Le gouvernement congolais a interdit à la société minière Sicomines, majoritairement chinoise, d’exporter encore du cuivre et du cobalt non transformés, a révélé cette semaine l’agence financière Bloomberg. Cette société a exporté en 2016 le quart du concentré de cuivre sorti de la République démocratique du Congo.
La Sicomines a été constituée à la suite du « contrat du siècle », signé en septembre 2007, comme l’avait révélé La Libre Belgique (7/12/2007). Ce contrat entre l’État congolais et un groupement d’entreprises publiques chinoises prévoyait le financement d’infrastructures au Congo par la partie chinoise « en contrepartie de l’exploitation des ressources naturelles » congolaises, et cela pour « trente ans ».
Cela se fait par la création d’une société mixte, la Sicomines, possédée à 68% par les sociétés chinoises Sinohydro et China Railway Construction, et à 32% par les congolaises Gécamines et Société nationale d’électricité.

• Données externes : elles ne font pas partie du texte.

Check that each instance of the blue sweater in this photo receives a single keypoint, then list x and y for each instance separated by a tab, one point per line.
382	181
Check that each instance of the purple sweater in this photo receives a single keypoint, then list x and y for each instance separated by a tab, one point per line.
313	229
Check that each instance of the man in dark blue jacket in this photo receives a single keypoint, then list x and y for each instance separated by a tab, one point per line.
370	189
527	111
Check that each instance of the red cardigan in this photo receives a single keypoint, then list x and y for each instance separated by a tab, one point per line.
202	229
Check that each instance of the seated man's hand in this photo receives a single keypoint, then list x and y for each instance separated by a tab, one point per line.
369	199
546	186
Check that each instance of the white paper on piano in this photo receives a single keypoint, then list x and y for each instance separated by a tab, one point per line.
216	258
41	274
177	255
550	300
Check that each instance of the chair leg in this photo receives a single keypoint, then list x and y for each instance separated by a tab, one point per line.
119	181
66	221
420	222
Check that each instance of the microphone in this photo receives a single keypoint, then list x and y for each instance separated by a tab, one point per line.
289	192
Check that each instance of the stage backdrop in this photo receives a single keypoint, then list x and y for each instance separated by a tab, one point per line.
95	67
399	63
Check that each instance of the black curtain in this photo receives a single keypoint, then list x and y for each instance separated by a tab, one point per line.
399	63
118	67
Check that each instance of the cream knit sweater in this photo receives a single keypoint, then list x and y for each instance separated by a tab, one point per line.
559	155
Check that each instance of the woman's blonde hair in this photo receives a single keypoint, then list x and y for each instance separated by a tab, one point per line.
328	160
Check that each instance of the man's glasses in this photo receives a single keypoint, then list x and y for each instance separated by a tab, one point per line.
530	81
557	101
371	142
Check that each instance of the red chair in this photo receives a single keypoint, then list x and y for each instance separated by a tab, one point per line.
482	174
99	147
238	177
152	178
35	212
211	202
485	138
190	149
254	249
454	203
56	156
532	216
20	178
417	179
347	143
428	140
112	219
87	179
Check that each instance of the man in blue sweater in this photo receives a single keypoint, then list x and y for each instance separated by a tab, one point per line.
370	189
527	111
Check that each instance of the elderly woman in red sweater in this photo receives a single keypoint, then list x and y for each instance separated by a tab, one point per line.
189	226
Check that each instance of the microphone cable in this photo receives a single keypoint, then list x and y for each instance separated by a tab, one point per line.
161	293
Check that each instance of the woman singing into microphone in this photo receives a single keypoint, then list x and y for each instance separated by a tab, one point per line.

Le contrat, qui portait d’abord sur 9 milliards de dollars, a été ramené à 6 milliards de dollars sur pressions internationales. La production de la Sicomines doit servir à rembourser les infrastructures construites par des sociétés chinoises au Congo (routes, hôpitaux, etc…).
Trop peu de produits transformés
La Sicomines a commencé à produire en novembre 2015. En un an, elle avait produit 44 000 tonnes de cathodes de cuivre au lieu des 200 000 T prévues par la convention, a indiqué le ministre des Mines, Martin Kabwelulu, et pas de cobalt, au lieu du tonnage convenu.
Kinshasa veut que les produits exportés par la Sicomines aient la plus grande valeur possible, afin d’accélérer le remboursement des fameux 6 milliards de dollars. Les autorités congolaises ont donc bloqué 68 camions de Sicomines sur les 112 qui transportaient des métaux vers la Zambie, selon le journal en ligne politico.cd.
Et Kinshasa de souligner que Glencore, à Mutanda, et China Molybdenum, à Tenke Fungurume, exportent, elles, du cobalt transformé, ce que la Sicomines ne fait que depuis juin dernier et en petites quantités.
Pas assez d’électricité
La partie chinoise reconnaît n’avoir pas respecté ses obligations mais c’est dû au manque d’électricité disponible en RDC, fait-elle valoir. Il lui faudrait 170 MW de plus. En 2013 déjà, le gouvernement congolais avait interdit l’exportation de cuivre et de cobalt non transformés mais n’avait pas appliqué son interdiction, en raison du déficit chronique en électricité dans le pays.
Selon une source minière au Katanga, interrogée par La Libre Afrique, « les gisements de la Sicomines ne contiennent pas beaucoup de cobalt. En moyenne, au Katanga, il y a une tonne de cobalt pour dix tonnes de cuivre. Mais il y a quelques gisements, notamment ceux de Sicomines, qui contiennent environ dix fois moins de cobalt. Le leur reprocher, c’est ignorer la géologie ».
Une centrale électrique
Le directeur adjoint de la Sicomines, Jean Nzeng, a assuré que la société était « en contact avec le ministère » des Mines, « pour débloquer la situation », assurant qu’il n’y avait « pas de problème majeur ».
« Les Chinois ont bien compris les contraintes de leur gisement », commente la source minière interrogée par La Libre Afrique. Ils investissent dans une centrale électrique à Busanga, mais ça leur prendra encore trois ou quatre ans ». L’investissement prévu par la Sicomines est de 660 millions de dollars et elle en espère 240 MW supplémentaires.
Et la source minière d’ajouter : « Ils vont devoir probablement payer plus au gouvernement. En fait, on révise leur contrat, à eux aussi. De mon point de vue, c’est bien que les Chinois soient, eux aussi, victimes d’extorsions de ce type parce qu’ils vont comprendre le point de vue des Occidentaux : ça détériore le climat des affaires. Il faut un minimum de règles et de stabilité pour pouvoir travailler ».